Falsos suportes técnicos através de ferramentas de trabalho
O ponto de entrada desta ameaça começa com táticas de engenharia social focadas no ambiente corporativo. Os atacantes fazem-se passar por membros da equipa de suporte informático através de plataformas de comunicação de trabalho, direcionando os colaboradores para uma página fraudulenta. O pretexto utilizado é a necessidade urgente de instalar uma atualização para o filtro de correio eletrónico indesejado.
Na página falsa, que simula uma consola oficial de atualizações, as vítimas encontram botões para descarregar os supostos pacotes de software. Na realidade, ao interagir com estes elementos, o utilizador está a executar scripts ocultos que preparam o ambiente local, extraem ficheiros de um arquivo manipulado para contornar programas de proteção e criam uma tarefa agendada para iniciar o navegador de forma furtiva. Para quem trabalha em empresas portuguesas com políticas de teletrabalho ou formato híbrido, este vetor de ataque reforça a necessidade de validar sempre internamente qualquer pedido não habitual de instalação de software, mesmo que pareça ter origem num departamento conhecido.

A exploração do protocolo de mensagens nativas
O aspeto mais crítico da ameaça Edgecution reside na forma como foge às restrições normais do sistema operativo. O ataque utiliza o protocolo de mensagens nativas, uma funcionalidade desenhada para permitir que extensões legítimas interajam com aplicações instaladas no computador, semelhante ao método utilizado pelos gestores de palavras-passe para preencher formulários web.
A extensão maliciosa funciona numa versão do navegador sem interface gráfica, tornando-se completamente invisível no ecrã da vítima. Através do referido protocolo de comunicação, a extensão liga-se aos servidores externos de controlo e reencaminha as instruções para a porta traseira instalada localmente.

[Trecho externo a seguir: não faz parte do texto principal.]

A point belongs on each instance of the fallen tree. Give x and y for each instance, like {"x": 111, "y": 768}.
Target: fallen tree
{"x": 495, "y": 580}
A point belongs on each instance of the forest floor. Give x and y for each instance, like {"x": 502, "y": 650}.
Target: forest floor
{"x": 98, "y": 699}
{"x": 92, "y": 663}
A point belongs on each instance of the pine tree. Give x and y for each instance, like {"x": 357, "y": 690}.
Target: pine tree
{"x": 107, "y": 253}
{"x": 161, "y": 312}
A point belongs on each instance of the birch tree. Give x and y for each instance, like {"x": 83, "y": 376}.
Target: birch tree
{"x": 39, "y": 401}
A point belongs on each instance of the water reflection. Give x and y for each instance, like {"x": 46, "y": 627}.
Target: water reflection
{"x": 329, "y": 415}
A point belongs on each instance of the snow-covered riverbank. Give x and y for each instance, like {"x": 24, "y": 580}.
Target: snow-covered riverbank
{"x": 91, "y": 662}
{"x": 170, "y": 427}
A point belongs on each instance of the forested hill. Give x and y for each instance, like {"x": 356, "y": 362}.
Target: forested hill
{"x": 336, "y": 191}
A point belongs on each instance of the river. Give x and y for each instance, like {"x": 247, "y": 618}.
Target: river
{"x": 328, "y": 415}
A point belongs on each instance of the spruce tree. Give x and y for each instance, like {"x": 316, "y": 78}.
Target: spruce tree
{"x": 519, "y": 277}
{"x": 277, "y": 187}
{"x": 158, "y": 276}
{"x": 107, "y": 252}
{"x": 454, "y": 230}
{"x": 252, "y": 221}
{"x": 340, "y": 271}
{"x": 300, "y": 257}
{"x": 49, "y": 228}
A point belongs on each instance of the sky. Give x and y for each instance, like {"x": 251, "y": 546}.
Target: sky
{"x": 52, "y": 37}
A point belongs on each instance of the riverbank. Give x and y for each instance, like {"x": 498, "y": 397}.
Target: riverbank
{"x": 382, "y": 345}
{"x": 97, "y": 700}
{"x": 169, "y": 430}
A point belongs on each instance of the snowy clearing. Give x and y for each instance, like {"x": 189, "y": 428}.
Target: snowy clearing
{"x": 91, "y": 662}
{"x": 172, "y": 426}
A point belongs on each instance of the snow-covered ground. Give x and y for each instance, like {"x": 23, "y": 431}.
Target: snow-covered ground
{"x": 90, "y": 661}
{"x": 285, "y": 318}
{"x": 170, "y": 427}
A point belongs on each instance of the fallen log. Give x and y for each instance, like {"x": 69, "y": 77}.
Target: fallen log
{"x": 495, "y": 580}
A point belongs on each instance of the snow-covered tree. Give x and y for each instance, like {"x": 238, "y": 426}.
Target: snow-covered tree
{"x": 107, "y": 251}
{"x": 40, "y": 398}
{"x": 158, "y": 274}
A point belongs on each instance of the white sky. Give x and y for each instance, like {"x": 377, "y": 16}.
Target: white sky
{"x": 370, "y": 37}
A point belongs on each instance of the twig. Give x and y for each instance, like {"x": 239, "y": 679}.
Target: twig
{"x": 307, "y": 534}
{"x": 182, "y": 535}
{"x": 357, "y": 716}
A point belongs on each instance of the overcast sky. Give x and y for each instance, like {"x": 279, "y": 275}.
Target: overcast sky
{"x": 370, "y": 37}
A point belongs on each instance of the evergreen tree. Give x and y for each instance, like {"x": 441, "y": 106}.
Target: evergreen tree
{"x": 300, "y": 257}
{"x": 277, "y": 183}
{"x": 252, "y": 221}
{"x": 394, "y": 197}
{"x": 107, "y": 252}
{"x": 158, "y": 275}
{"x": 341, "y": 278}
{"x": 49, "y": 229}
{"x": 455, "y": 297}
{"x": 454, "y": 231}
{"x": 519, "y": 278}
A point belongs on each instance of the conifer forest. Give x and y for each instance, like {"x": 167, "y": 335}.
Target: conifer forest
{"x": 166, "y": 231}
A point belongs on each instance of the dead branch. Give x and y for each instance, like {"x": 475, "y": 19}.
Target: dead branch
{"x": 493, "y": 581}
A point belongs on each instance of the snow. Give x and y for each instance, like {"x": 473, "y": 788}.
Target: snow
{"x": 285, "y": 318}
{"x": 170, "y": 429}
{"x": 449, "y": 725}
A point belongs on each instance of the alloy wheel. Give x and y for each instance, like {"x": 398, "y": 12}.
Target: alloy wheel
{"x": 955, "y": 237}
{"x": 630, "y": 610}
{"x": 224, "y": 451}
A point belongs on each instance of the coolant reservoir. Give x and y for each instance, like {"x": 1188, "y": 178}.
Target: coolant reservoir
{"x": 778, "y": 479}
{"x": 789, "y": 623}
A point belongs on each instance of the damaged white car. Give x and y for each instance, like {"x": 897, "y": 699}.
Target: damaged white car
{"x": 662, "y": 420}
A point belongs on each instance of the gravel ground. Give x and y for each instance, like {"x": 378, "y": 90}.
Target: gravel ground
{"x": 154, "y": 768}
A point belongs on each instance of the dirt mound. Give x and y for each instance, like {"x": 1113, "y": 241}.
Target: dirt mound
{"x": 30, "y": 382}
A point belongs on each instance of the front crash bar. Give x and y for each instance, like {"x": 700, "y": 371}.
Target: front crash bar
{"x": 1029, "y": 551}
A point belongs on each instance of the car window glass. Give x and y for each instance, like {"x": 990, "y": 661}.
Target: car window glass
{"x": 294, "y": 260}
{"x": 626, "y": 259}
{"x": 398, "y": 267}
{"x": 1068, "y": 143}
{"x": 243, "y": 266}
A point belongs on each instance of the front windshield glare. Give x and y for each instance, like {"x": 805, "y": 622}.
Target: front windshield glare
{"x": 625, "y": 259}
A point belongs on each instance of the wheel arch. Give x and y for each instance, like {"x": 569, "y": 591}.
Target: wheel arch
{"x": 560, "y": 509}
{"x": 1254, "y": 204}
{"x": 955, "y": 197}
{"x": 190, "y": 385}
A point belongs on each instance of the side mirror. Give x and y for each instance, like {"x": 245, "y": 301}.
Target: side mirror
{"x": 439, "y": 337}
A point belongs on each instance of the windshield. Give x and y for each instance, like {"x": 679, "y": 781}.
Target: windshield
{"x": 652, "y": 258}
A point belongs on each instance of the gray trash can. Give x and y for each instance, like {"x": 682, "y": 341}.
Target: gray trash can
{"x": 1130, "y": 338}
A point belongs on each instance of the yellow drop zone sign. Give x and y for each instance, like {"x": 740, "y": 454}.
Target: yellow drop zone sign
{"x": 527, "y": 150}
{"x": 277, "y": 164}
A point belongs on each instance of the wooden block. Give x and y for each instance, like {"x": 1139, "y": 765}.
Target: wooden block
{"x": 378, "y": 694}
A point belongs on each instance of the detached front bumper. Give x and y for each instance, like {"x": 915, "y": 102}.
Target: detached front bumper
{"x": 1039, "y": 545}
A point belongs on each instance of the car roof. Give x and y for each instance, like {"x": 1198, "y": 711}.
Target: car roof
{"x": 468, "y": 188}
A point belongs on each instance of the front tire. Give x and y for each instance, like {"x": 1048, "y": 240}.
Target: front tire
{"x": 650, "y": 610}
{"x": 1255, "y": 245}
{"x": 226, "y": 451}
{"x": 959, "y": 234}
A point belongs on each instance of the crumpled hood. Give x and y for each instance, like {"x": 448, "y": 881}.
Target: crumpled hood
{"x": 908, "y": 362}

Este mecanismo secundário recebe as ordens e executa as ações na máquina comprometida, que incluem a execução de comandos no terminal, recolha de informações do sistema e listagem de processos ativos, até à escrita de novos ficheiros. Os peritos de segurança associam esta operação a grupos de extorsão que vendem o acesso inicial a outras redes criminosas, recomendando às organizações um controlo mais rigoroso e centralizado sobre as permissões das extensões autorizadas nos computadores de trabalho.